But the best specimens were the street singers, that ragged, squalling
class. A dirty tattered, coarse-featured wench whose visits from the
cadging house could only be varied to the gin shop and pawn shop, came
singing and dancing in rocking her body to and fro. She was saluted by
the name, of "Bristol Bet," and "Give us the sergeant;" but Bet had
tasted too much of the inspiring liquid, to answer their calls with
promptitude.

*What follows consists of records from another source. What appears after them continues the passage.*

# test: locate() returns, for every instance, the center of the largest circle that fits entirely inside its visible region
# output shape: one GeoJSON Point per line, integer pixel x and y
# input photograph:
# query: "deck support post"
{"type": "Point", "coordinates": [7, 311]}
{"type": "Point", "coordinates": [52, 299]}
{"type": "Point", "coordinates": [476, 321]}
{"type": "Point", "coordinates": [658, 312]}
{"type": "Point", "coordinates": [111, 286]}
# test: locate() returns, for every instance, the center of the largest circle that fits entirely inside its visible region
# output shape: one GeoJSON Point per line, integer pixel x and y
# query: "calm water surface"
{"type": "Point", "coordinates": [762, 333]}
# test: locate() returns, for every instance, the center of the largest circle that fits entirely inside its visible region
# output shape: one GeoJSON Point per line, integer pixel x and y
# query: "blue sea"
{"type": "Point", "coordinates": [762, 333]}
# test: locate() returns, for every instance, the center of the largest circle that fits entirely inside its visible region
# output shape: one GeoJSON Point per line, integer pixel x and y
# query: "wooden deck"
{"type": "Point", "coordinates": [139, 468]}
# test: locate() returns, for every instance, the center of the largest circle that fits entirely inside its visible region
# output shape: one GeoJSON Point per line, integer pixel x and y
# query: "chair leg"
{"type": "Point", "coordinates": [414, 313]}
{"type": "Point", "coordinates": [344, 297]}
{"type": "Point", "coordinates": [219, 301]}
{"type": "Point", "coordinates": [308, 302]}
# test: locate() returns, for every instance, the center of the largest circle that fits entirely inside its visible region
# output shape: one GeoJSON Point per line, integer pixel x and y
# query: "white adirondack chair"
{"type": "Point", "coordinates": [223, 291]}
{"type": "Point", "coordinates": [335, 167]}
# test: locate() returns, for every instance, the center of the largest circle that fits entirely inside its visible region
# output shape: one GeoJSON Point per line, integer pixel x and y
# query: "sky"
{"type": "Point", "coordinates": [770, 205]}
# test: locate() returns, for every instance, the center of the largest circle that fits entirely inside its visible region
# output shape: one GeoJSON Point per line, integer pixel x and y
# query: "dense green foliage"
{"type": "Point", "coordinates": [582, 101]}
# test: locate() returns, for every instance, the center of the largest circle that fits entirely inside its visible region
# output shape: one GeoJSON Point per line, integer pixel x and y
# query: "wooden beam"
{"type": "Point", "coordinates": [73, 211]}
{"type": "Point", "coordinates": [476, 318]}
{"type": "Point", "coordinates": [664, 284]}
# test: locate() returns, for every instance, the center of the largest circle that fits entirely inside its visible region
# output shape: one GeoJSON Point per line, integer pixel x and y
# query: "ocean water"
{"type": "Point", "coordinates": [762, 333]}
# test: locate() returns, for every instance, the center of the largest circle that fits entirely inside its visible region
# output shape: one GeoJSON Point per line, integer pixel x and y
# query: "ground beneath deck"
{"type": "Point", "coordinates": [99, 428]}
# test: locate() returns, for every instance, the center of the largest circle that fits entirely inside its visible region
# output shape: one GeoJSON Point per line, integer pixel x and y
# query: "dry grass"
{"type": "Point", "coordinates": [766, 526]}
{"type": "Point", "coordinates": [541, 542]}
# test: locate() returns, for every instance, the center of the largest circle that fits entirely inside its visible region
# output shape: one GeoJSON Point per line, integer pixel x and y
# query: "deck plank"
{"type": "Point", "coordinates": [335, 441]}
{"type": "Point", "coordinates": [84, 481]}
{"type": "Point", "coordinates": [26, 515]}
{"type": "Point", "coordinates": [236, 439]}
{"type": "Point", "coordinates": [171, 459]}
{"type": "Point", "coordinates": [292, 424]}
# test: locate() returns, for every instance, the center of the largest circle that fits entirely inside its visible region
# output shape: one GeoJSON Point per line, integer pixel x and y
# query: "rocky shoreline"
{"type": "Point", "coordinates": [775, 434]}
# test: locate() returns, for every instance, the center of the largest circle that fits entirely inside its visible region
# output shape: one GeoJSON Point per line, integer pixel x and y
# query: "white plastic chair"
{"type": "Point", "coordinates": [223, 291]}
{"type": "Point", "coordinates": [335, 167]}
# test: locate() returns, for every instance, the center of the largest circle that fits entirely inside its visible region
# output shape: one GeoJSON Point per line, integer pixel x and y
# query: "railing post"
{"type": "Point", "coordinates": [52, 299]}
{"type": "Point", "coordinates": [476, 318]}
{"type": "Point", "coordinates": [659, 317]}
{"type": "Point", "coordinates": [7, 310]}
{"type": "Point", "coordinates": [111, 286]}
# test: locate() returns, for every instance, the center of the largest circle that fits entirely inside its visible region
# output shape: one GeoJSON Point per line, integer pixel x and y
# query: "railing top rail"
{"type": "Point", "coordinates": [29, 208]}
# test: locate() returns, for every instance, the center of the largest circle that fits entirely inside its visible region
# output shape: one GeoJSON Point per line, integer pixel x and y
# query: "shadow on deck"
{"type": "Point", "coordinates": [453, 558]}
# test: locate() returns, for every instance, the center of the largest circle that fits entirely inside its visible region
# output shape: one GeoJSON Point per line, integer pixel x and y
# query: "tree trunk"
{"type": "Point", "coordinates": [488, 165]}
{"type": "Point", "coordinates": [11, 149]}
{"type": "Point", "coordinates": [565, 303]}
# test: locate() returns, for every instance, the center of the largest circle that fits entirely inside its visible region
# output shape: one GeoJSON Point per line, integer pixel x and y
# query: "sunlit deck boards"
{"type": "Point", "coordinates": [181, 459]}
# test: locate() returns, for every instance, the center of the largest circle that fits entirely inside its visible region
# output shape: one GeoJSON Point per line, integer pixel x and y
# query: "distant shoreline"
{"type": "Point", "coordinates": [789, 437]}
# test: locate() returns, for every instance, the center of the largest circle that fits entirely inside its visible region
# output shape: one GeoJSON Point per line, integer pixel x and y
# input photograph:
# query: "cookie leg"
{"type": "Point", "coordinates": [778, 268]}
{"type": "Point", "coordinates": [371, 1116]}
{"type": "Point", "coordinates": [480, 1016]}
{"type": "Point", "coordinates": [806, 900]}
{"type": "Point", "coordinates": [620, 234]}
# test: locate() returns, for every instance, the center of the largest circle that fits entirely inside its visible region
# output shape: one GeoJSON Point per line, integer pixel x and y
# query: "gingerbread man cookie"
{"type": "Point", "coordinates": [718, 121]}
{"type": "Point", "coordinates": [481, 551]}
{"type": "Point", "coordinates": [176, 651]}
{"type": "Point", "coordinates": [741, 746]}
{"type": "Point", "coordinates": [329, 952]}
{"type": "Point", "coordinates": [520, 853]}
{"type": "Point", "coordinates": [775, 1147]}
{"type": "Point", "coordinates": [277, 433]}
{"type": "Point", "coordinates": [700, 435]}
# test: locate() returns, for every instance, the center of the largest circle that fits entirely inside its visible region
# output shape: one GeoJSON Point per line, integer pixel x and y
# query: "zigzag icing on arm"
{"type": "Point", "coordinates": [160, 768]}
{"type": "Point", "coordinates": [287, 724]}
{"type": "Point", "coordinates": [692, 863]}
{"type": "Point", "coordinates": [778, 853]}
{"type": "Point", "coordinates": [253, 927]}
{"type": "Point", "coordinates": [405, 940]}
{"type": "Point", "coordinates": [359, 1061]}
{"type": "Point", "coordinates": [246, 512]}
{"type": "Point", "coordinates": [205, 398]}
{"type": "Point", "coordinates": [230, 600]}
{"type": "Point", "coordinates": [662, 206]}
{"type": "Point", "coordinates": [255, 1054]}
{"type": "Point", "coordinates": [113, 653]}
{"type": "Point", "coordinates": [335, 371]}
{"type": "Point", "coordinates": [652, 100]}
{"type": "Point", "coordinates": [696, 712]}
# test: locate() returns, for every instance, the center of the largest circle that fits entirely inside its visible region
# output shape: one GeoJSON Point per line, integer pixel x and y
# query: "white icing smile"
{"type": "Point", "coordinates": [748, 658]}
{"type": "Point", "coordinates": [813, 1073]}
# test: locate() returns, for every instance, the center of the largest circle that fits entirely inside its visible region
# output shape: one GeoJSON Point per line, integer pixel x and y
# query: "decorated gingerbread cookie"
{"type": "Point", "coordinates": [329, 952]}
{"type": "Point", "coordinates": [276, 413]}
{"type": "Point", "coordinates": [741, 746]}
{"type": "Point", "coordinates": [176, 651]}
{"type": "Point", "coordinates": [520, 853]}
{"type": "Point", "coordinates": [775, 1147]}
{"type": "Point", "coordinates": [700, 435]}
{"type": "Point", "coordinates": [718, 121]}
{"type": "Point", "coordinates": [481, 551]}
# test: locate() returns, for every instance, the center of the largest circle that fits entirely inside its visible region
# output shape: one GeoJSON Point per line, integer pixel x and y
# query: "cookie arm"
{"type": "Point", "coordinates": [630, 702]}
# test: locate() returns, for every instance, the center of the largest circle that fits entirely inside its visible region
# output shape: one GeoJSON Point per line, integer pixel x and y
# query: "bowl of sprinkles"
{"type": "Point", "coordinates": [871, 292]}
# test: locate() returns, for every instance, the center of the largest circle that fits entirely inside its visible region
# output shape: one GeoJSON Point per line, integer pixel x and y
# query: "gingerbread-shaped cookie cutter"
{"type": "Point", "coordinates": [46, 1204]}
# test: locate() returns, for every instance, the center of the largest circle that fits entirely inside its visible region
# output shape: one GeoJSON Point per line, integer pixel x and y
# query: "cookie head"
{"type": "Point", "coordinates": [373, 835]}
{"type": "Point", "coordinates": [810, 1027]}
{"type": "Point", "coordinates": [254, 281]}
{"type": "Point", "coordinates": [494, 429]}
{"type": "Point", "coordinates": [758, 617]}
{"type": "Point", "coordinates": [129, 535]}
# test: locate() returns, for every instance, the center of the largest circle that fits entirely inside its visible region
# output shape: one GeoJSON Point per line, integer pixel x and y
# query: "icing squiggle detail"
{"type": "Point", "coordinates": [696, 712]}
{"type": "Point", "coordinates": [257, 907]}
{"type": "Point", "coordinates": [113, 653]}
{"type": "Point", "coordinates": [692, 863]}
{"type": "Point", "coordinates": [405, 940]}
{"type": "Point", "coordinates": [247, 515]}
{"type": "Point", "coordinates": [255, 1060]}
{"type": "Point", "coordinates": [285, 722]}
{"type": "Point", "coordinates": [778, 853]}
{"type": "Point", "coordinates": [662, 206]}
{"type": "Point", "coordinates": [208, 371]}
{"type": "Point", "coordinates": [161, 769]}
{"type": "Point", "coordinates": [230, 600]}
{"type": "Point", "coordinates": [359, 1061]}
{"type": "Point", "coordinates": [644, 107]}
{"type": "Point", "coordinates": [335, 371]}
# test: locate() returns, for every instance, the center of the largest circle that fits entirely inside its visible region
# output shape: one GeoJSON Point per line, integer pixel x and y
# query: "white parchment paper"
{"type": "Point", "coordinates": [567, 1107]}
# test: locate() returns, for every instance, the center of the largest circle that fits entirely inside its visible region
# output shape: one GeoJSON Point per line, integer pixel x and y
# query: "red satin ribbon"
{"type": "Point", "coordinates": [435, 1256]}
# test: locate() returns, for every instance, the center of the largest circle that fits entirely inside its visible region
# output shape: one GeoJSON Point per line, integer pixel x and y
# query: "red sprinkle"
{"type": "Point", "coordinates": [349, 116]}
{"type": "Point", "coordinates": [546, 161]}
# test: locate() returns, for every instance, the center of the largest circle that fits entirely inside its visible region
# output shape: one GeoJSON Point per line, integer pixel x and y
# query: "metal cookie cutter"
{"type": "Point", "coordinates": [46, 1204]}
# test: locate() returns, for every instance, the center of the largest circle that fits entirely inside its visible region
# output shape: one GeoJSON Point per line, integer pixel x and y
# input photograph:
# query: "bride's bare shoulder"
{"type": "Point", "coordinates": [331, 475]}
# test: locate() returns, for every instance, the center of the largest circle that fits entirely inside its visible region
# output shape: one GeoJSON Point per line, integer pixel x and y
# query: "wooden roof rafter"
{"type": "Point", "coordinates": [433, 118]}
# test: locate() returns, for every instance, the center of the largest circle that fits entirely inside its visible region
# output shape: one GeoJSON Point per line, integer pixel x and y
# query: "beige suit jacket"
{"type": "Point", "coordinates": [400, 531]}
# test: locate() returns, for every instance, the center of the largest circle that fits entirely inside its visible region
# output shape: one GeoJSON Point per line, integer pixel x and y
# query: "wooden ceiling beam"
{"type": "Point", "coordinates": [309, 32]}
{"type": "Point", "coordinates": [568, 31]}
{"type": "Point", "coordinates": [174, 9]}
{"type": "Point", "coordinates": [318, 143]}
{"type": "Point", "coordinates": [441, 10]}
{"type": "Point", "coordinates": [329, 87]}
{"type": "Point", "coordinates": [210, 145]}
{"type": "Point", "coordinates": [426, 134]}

She footed away vigorously, to drive away care, seconding
every caper with a shout, and "Jack's the lad," and slapping her body,
and heel, in rather an unlady-like style.
After giving her legs a proper shaking, she laid her head a little on
one side, and moving it, with her foot to keep time, screamed out, in
notes both loud and shrill,
"One lovely morning as I was walking,
In the merry month of May,
Alone a smart young pair were talking,
And I overheard what they did say.
The one appeared a lovely maiden,
Seemingly in grief and pain,
The other was a gay young soldier,
A sergeant in the waggon train."
This appeared to be a real "Sweet Home" song; it went to the heart of
every one in the room, who roared and bellowed applause, and thumped
away with their hands and feet on the floor and tables. Bet never
stopped until she had given the whole history of the Sergeant and his
dearest Nancy. This poetry and music was too congenial to be easily
set aside.
One of the same sex, and certainly one of the same family, a low,
squat, scowling, weather-beaten looking hussey, a cadger born and
bred, whose shoulders seemed as if they had been squared and rounded
by a child continually laying upon them. She was the real songstress
of low life; Vulgarity might have taken her by the hand. Throwing up
her face which was the very symbol of bad weather and an easterly
wind, doled out.
"It was down in the lowlands a poor boy did wander,
It was down in the lowlands a poor boy did roam;
By his friends he was neglected, he looked so dejected,
A poor little fisherman's boy so far away from home."
This dismal ditty, although it brought down thunders of applause, made
our very flesh to creep, as it brought to our mind cauld rainy nights,
starving times, Ratcliff Highway, and Whitechapel, as the other had
street mobs and lads whistling and singing the popular sergeant, as
they trudged home from their work at night.